Status
Current-Status: In-progress
Discussion thread:
JIRA: KNOX-1794
Motivation
The Knox Gateway assumes that all passwords are stored in a local or remote credential store. Locally, the credential store is a Java keystore that is encrypted using Knox's master secret. Remotely, the credential store can be different implementations with may or may not be managed by Knox. For most cases, this works out well. However, management consoles may provide a keystore for the Gateway TLS identity and/or signing key. In this case, the passwords for the keystores and keys may be provided via environment variables and Knox will need to look there rather than the remote or local credential stores.
Design
The Knox Gateway looks up passwords using the Gateway's Alias Service. The current implementation of the Alias Service first looks to the remote credential store (if configured). If a password is found for the given alias name, then it is assumed to be the desired value. If a password is not found, then the service looks to the local credential store. Using a given alias name, looks up the alias in the configured keystore. If a password is found, then it is assumed to be the desired value; else, no password value was found. The diagram below depicts this workflow.

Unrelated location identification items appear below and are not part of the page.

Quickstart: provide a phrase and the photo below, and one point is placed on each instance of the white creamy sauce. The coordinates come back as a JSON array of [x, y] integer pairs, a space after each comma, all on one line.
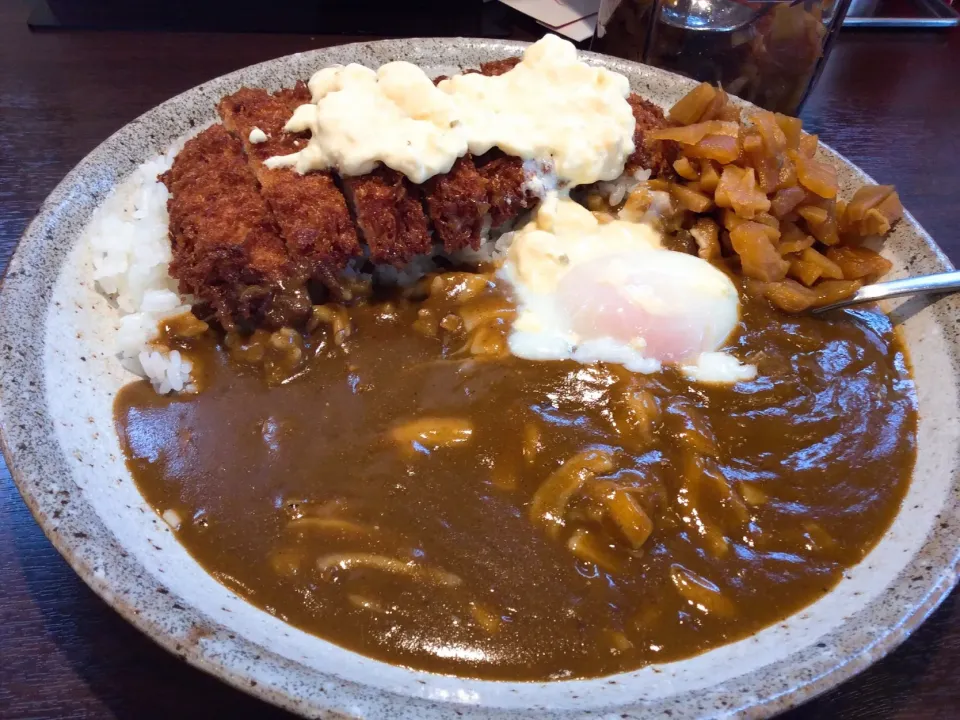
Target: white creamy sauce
[[551, 108], [608, 292]]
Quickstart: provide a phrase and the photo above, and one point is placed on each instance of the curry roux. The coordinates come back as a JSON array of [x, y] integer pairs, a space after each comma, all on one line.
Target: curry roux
[[318, 500]]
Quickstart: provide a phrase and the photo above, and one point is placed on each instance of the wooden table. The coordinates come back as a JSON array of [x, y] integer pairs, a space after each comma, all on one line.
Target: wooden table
[[889, 101]]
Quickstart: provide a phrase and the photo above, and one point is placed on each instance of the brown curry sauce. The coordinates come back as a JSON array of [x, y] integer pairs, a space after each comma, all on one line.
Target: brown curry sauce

Current password lookup workflow.
To allow for passwords to be specified using environment variables, the Alias Service needs to be updated to look in the environment as well. This should be done before checking the remote and local credential stores, as shown below.
Proposed updated password lookup workflow.
Since it may not be desirable to always use the environment as a potential credential store, alias names should be decorated to indicate that the target container is the environment. The current implementation most of the relevant alias names are declared in the gateway-site.xml file. For example, the alias name for the password for the TLS identity's keystore file is specified using the property named gateway.tls.keystore.password.alias. By default the value is "gateway-identity-keystore-password". Without decorating this alias name, it could take up to 3 lookup operations to find the relevant password. However, if a convention is enforced, then the environment lookup can be skipped. To allow for an alias to be looked up in the environment, the alias name must begin with "env.". This prefix will be removed when performing the lookup. For example, to look for "gateway-identity-keystore-password" in the environment, the value of the gateway.tls.keystore.password.alias configuration property must be "env.gateway-identity-keystore-password". The "env." will be stripped from the alias name and "gateway-identity-keystore-password" will be used to search the environment, and then the remote and local credential stores (as necessary). However, if the value of the gateway.tls.keystore.password.alias configuration property is "gateway-identity-keystore-password", then "gateway-identity-keystore-password" will be used to search in the remote and local credential stores (as necessary).
Proposed updated password lookup workflow allowing the environment variable lookup to be skipped.